It's Never the Firewall
This last Thursday I had the privilege of giving a talk at our local Linux User Group about diagnosing firewall issues on Linux entitled "It's Never the Firewall: Diagnosing Linux Firewall Issues". I really enjoyed giving the talk, however, I left a few questions unanswered. While I may do a more extensive post on everything that I went through in the talk (I have been lax on writing content for this blog), this post is more to answer the outstanding questions and of course to make my slides available.
As far as I remember the only question I wasn't able to answer was about file descriptors related to TCP connections. It isn't exactly a firewall issue but exhaustion of file descriptors is one of the issues I've seen blamed on the firewall (which in turn was relevant to the talk).
Established TCP connections consume file descriptors on Linux systems. Each user session is restricted by a limit defined by the system administrator (or more likely using the distribution's defaults). Some services consume a large number of file descriptors for their basic operations before any network connections are involved (Redis and Elasticsearch being two common services that both recommend increasing this limit).
When file descriptors are exhausted there are two common behaviors of applications depending on how they're written. The first and more common behavior will an immediately terminated connection, which to the user will look quite similar to a iptables REJECT response. The less common behavior is waiting until a file descriptor to become available before accepting the connection, which will result in a hanging incomplete connection much like an iptables DROP target.
An important caveat here is that I'm talking about user perception. If you look at the packets being exchanged, it's clear that this isn't the case.

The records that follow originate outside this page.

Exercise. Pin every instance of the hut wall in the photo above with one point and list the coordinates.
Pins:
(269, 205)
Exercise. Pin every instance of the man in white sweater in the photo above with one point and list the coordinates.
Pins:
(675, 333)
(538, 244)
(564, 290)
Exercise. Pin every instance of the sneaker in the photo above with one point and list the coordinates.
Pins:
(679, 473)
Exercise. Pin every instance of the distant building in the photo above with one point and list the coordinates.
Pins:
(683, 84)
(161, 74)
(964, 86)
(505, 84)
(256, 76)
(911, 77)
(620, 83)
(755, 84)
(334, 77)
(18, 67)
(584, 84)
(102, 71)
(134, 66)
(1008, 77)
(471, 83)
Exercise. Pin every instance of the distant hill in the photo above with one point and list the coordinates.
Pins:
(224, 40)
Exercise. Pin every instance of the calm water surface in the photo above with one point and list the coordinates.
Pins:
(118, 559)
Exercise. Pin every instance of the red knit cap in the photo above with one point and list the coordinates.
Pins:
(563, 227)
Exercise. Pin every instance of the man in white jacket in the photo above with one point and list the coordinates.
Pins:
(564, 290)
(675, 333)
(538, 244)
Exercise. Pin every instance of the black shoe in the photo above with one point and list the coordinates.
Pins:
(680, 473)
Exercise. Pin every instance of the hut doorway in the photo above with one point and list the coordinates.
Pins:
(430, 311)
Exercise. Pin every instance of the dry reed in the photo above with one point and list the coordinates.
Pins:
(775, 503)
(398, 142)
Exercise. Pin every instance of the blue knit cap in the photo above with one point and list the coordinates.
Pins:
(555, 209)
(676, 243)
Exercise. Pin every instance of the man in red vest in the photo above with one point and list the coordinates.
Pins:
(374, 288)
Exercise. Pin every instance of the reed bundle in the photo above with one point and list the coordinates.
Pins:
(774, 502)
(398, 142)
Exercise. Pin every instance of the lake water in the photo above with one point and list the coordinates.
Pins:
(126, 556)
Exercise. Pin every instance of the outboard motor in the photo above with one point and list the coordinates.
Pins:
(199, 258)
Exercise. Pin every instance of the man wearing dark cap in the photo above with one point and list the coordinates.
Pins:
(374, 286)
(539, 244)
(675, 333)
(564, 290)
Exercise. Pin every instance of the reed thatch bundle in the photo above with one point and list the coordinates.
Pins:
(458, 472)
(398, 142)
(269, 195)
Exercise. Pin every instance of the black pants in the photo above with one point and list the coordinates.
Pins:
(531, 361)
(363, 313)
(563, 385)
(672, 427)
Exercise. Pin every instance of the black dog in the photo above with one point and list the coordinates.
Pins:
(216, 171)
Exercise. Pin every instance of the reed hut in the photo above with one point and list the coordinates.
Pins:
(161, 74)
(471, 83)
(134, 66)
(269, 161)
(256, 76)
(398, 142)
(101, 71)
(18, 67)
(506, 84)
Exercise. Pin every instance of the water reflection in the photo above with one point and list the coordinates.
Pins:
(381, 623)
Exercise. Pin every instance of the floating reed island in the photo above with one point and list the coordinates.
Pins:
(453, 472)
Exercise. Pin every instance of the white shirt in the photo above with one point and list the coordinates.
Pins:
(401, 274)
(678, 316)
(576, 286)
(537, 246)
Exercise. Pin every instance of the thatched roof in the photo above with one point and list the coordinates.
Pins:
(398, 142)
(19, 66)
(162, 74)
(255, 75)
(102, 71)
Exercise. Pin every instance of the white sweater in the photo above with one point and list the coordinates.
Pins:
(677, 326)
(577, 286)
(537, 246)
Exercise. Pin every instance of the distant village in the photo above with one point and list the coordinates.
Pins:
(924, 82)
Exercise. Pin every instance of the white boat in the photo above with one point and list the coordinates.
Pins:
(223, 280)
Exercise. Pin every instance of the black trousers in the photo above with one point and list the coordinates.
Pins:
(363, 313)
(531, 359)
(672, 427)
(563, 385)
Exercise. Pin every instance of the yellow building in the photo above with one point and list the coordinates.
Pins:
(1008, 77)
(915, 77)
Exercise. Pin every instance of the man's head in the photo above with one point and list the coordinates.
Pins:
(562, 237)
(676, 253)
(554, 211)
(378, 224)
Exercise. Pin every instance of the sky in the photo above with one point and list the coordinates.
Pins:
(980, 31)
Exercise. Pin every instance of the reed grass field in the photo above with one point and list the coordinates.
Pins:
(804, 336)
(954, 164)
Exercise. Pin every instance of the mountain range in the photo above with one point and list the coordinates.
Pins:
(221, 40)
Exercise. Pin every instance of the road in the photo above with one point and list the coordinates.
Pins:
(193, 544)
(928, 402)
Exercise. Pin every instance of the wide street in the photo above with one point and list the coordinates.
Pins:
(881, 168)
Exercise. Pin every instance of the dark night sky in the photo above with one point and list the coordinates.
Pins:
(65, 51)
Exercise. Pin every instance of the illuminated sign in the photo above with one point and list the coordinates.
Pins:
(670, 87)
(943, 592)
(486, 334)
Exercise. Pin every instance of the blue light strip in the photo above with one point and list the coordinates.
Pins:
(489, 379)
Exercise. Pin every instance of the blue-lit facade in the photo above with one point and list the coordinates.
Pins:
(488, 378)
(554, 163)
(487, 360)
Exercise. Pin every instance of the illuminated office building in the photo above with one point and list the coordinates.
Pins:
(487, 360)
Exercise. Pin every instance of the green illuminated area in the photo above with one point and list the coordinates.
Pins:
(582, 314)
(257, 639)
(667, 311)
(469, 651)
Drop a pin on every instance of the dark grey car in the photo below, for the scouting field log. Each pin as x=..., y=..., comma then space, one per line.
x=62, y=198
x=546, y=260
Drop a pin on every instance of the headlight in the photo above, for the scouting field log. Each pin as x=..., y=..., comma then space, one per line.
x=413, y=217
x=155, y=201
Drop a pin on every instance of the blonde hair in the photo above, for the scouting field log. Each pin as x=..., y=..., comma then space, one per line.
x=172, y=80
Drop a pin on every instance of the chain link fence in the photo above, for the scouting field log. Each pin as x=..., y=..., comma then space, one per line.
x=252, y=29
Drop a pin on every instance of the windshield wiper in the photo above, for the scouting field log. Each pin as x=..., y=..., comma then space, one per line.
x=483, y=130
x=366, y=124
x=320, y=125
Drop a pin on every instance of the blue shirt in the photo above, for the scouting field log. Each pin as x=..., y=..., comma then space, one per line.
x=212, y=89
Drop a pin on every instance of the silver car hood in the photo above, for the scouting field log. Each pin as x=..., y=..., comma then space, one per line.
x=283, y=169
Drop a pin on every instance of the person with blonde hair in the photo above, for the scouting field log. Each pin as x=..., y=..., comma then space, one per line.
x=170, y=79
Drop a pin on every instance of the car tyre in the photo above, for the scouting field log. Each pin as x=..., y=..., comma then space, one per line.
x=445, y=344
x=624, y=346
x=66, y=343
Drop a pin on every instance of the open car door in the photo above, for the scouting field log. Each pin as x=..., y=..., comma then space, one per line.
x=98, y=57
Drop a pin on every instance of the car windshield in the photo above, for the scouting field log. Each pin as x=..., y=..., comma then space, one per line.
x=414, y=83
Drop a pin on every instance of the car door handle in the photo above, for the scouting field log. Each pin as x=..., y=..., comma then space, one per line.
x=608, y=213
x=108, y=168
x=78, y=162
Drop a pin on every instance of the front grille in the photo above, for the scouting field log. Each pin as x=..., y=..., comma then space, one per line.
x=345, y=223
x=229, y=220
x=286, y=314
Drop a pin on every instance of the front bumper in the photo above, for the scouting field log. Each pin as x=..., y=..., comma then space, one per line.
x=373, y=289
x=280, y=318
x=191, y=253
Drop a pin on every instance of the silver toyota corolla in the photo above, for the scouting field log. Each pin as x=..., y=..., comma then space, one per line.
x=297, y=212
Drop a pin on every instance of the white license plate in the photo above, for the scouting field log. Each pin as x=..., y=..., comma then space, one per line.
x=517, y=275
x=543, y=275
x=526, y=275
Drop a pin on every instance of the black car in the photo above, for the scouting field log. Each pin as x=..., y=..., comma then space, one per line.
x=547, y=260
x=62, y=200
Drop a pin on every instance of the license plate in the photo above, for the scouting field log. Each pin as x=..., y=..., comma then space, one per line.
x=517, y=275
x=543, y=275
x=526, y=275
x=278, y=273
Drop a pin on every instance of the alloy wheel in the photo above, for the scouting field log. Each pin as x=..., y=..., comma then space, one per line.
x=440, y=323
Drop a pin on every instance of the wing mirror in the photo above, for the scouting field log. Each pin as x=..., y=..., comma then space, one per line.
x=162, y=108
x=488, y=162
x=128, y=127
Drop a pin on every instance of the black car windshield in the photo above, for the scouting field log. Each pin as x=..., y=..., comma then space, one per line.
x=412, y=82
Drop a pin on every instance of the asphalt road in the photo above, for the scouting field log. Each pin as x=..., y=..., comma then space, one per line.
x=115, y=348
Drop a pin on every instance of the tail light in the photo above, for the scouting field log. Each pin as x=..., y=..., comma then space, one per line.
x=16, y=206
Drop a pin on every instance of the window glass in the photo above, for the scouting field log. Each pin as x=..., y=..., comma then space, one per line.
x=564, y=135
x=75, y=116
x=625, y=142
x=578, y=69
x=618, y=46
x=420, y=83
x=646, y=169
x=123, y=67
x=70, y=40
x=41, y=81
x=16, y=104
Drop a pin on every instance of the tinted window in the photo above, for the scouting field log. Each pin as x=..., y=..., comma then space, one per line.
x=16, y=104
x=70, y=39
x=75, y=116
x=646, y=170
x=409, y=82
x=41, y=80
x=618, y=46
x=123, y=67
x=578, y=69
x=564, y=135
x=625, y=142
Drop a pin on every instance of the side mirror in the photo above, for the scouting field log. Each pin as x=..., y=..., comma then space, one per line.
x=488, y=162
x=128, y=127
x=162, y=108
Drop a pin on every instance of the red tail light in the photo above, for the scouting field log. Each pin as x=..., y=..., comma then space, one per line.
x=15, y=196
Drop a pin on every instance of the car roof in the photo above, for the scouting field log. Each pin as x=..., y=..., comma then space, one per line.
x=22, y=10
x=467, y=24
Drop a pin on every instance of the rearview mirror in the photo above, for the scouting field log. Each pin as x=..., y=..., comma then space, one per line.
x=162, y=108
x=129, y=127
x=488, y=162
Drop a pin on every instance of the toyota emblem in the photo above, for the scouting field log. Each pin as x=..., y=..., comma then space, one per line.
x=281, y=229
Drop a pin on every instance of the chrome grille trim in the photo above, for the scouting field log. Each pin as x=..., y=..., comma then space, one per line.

A quick way to diagnose if this is an issue is to compare the current number of open file descriptors by a user to their limit. In my experience most of these commands are available to unprivileged users which is also handy if there is a complicated process for using or executing commands with elevated privileges.
First let's check what the total number of open file descriptors are on the system:
[user@sample-host] ~ $ lsof | wc -l
185779
If it is under 10,000 there is a very good chance this is not the problem you're looking for. If you see a large number like the output above, it is worth investigating more. The host that I sampled that from currently has no file descriptor issues.
First you'll want to identify the main process of the application that is having issues. Make sure you note the user that the application is running as. Identify the current configured limits for that process (replace with the pid you just found):
[user@sample-host] ~ $ grep 'open files' /proc/<PID>/limits
Max open files 1024 4096 files
This tells the process is currently operating with a soft limit of 1,024 file descriptors and a hard limit of 4,096. This is where the diagnostics can get a little fuzzy. File descriptors are limited by user session not by process or user which is what we can directly query on. To get a rough idea of where we're at lets query those two specifics.
[user@sample-host] ~ $ lsof -p <PID> | wc -l
5
[user@sample-host] ~ $ lsof -u <USER> | wc -l
721
This particular example is enough for us to clearly see file descriptors are not an issue. The current number of file descriptors open for the user (721) is below the process's soft limit of 1,024. If the number of file descriptors is closer to our limits you'll have to get an exact count of what is going on. Unfortunately I don't know an easy one liner to check this.
To get an exact count you need to enumerate all processes with the same session identifier (SID) as your target process, query them all for the current file descriptor consumption, and add them up into a total. As a rule of thumb I recommend leaving about a 25% overhead for your service during peak load which can be set in your system limits file for that service's user.